Enter citizens from Fiji and the Philippines - or those seeking a lifestyle change from New Zealand - all three are the top home nations for more than 1,600 migrant workers currently in the Cook Islands, mainly in the tourism and hospitality sector or working for retail and sole traders.
"There is a demand for us Cook Islanders on island to get the right vocational training to fill those labour shortages, to get us enthusiastic about being Cook Islanders working for Cook Islanders," says Arthur.
"We have seen an increase in migrant labour coming through and with that increase comes a lot of employment issues."
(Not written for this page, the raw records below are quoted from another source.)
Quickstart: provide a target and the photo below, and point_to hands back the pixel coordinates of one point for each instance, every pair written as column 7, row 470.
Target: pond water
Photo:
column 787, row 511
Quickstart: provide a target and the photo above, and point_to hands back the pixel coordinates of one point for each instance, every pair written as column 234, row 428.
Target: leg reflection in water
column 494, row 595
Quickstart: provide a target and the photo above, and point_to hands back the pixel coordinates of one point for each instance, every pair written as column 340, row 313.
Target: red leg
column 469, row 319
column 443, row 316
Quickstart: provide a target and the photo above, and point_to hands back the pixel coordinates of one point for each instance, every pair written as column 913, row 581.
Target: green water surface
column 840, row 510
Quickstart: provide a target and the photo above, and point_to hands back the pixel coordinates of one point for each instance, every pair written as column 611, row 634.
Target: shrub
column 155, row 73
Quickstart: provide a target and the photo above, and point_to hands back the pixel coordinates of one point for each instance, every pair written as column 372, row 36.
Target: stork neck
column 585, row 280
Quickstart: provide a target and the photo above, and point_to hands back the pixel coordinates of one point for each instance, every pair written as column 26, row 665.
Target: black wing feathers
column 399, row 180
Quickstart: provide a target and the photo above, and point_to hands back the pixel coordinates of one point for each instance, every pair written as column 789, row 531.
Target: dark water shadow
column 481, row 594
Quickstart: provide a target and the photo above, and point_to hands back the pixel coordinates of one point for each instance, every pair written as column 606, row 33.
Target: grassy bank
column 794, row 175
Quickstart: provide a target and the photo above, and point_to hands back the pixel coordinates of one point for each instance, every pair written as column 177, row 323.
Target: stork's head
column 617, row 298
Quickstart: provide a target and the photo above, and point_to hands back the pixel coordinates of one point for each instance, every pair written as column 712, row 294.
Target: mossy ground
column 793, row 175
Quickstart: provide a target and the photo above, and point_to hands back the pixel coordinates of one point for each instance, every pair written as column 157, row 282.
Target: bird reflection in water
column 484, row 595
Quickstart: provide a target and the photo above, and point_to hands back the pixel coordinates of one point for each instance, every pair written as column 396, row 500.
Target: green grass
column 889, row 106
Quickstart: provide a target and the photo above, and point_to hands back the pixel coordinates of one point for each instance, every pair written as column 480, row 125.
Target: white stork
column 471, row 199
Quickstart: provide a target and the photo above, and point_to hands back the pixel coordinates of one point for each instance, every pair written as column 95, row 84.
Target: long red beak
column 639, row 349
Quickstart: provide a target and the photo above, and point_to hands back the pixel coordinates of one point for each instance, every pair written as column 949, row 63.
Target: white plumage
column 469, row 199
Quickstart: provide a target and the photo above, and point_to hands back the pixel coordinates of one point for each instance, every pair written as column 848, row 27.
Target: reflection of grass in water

While the law catches up to the new demographic for the labourforce, Cook Islands officials are well aware of the varied reactions to that impact across all aspects of everyday life on Rarotonga, where most of the migrants compete alongside pa enua workers for affordable homes.
"Some people like it and some people don't. I think in terms of where we are right now, that's just the way of the world - it doesn't mean we have to let it get out of control; we can control it, we can own it, and we can dictate how it's going to operate, to work for us," says Arthur.
Sharing the Cook Islands experiences as a receiving country and some key priorities moving forward at the annual regional Labour Mobility talks in Honiara earlier this month, the Australia and New Zealand experience when it comes to the diversity migrant workers bring to their host communities is largely positive.
As for some perceptions by local residents of being overwhelmed by the changing faces and cultural mix of the Cook Islands workforce, Arthur says the reality is that until the locals take over, the demand is going to stay that way.
"At this point in time due to the labour shortage, that's just the way it is."